Vielleicht hätte man die unnötige Aufregung von Verbrauchern in Europa und anderswo gegen den Einsatz transgener Nutzpflanzen vermeiden können, wenn man den Menschen eine bessere Ausbildung in Biologie mit auf den Weg gegeben hätte. Diese Bildungslücke – die zu einer bedenklichen Ignoranz gegenüber den Herausforderungen und der Komplexität von Agrar- und Nahrungsmittelsystemen geführt hat – sollte umgehend behoben werden.

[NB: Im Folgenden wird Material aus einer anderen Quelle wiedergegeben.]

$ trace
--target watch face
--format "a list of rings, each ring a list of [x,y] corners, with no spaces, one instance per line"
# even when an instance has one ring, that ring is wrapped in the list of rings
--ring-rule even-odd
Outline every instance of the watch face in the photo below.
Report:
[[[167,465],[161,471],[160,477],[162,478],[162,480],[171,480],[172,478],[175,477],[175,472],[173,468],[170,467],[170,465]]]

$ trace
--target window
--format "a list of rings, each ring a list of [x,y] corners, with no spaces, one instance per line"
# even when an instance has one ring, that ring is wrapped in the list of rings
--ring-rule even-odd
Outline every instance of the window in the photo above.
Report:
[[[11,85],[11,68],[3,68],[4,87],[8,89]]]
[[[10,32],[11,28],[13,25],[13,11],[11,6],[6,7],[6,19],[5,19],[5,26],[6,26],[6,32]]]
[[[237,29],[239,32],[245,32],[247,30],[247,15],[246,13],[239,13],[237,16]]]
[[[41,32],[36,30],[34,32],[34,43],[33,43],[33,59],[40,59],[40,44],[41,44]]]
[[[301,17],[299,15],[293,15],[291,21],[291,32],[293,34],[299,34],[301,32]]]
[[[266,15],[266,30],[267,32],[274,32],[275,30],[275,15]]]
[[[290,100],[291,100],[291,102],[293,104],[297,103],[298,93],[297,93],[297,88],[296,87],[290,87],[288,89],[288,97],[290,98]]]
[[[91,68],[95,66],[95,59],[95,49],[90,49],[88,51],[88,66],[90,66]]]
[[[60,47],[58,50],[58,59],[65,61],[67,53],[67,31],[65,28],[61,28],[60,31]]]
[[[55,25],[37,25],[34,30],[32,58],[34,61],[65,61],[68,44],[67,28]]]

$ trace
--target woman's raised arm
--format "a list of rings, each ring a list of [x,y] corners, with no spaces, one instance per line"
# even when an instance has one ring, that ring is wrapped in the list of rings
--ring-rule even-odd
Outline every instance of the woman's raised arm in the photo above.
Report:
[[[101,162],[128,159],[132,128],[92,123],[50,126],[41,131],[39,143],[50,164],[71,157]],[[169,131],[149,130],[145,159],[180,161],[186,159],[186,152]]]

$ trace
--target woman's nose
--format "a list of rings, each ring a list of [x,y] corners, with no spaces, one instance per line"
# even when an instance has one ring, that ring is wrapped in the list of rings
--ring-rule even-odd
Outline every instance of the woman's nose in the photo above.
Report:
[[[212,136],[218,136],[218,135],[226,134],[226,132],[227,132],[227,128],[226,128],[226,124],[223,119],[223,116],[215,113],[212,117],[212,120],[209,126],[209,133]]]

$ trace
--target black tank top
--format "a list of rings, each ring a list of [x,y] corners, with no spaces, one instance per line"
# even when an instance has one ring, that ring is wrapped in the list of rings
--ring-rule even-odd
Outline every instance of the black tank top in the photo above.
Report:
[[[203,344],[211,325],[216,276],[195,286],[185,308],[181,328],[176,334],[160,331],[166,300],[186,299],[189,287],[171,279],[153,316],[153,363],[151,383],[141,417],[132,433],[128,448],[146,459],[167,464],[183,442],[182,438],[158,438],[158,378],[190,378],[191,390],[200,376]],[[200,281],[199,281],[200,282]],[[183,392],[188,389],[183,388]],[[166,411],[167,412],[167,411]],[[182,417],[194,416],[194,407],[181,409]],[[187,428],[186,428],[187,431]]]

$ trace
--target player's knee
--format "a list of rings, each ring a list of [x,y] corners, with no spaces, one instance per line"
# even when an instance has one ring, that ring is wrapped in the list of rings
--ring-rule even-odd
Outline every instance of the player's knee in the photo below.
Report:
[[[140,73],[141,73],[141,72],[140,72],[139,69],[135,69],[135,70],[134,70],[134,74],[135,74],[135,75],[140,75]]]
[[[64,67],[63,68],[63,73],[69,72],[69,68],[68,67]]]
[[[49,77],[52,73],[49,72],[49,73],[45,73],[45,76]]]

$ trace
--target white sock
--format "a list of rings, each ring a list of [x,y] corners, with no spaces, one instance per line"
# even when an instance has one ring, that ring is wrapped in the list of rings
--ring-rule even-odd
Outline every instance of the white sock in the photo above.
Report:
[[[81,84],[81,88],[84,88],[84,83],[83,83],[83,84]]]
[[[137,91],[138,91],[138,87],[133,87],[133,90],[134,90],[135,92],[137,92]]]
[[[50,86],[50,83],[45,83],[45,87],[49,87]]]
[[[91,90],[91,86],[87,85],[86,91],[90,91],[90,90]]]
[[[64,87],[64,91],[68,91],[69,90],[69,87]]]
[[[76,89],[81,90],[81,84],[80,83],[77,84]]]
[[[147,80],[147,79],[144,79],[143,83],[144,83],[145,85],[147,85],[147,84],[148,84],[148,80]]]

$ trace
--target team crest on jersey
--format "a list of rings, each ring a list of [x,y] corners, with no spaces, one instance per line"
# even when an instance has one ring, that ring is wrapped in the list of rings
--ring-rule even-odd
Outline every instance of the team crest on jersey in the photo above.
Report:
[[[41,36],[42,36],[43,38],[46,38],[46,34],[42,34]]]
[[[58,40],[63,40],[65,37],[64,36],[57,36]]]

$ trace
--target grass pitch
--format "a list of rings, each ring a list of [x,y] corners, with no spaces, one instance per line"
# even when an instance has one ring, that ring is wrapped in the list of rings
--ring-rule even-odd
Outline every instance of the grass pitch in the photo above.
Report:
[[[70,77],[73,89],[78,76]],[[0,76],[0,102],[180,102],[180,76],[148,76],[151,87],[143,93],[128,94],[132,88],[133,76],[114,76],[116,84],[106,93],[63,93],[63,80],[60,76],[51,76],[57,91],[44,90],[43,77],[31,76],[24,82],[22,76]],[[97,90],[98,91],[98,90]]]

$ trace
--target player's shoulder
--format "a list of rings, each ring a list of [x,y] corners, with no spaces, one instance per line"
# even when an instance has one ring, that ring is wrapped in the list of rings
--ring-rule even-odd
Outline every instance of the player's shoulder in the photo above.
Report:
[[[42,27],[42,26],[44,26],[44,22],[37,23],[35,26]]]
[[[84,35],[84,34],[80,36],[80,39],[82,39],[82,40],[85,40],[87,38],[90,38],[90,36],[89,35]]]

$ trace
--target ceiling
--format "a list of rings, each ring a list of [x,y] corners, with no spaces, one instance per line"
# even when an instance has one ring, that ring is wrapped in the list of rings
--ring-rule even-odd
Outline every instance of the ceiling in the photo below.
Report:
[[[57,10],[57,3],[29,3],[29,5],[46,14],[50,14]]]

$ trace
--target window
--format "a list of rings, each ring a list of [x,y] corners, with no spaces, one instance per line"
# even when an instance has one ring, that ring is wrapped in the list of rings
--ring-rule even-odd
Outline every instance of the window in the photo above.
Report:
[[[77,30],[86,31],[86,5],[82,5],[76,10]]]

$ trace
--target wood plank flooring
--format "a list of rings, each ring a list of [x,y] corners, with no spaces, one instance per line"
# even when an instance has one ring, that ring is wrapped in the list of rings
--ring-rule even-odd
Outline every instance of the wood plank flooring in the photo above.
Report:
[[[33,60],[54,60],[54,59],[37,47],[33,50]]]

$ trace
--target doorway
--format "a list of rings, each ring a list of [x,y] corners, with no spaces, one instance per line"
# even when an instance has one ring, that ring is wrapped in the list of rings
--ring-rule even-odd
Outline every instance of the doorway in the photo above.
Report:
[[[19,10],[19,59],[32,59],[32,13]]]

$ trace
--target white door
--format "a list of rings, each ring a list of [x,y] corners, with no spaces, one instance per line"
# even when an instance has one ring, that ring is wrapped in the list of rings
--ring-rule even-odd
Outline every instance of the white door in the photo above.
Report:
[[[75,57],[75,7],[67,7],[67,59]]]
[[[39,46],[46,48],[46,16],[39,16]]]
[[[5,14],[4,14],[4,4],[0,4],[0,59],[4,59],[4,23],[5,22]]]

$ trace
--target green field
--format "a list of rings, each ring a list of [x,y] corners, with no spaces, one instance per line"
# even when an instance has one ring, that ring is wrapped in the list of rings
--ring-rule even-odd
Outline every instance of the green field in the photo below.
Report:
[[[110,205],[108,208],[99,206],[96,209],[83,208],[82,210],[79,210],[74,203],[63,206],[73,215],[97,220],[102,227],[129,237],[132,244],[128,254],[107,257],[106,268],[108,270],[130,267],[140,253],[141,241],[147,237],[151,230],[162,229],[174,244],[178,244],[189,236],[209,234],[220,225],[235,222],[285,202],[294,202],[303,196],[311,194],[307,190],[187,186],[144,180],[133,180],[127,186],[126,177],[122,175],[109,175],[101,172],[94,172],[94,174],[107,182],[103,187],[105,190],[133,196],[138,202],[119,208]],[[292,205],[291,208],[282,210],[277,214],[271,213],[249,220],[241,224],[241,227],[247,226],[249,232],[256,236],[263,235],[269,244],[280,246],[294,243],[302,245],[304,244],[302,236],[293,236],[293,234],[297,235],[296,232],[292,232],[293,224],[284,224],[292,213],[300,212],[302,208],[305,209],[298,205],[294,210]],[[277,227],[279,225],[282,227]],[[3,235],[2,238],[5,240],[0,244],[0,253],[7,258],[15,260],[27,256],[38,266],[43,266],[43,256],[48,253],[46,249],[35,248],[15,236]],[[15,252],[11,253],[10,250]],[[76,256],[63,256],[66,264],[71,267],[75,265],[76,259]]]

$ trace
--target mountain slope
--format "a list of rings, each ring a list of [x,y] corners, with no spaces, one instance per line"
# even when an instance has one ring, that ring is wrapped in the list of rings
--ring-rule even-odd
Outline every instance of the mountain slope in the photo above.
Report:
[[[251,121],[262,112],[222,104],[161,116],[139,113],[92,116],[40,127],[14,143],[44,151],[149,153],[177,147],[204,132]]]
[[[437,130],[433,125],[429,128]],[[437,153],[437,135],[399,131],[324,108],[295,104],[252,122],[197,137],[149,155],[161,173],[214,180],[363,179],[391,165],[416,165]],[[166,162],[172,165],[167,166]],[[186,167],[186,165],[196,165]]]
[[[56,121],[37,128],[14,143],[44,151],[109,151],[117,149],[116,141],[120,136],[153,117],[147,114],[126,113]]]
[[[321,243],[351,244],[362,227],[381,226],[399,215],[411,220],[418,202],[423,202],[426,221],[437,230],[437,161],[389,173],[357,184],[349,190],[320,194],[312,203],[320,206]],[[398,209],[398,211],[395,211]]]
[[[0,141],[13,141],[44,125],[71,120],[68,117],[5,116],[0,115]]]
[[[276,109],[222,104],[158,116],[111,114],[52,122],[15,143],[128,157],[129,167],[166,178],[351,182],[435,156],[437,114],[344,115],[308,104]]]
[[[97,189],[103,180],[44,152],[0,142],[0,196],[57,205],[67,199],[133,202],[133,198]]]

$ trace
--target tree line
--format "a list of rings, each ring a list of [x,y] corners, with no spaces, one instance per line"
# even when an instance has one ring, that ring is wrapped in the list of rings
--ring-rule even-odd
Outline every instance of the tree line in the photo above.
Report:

Privilegierte Gesellschaften können sich den Luxus erlauben, im Zusammenhang mit transgenen Pflanzen eine Niedrig-Risiko-Position einzunehmen, selbst wenn sich später herausstellen sollte, dass diese Haltung unbegründet war. Aber die große Mehrheit der Menschheit kann solchen Luxus nicht in Anspruch nehmen – schon gar nicht die hungrigen Opfer von Kriegen, Naturkatastrophen und Wirtschaftskrisen. Ohne die angemessene Bereitstellung von Nahrungsmitteln zu erschwinglichen Preisen können wir im globalen Maßstab keine verbesserte Gesundheitslage und auch nicht mehr Wohlstand und Frieden erwarten. Nicht der vernünftige Einsatz der Biotechnologie ist der Feind, sondern der Hunger.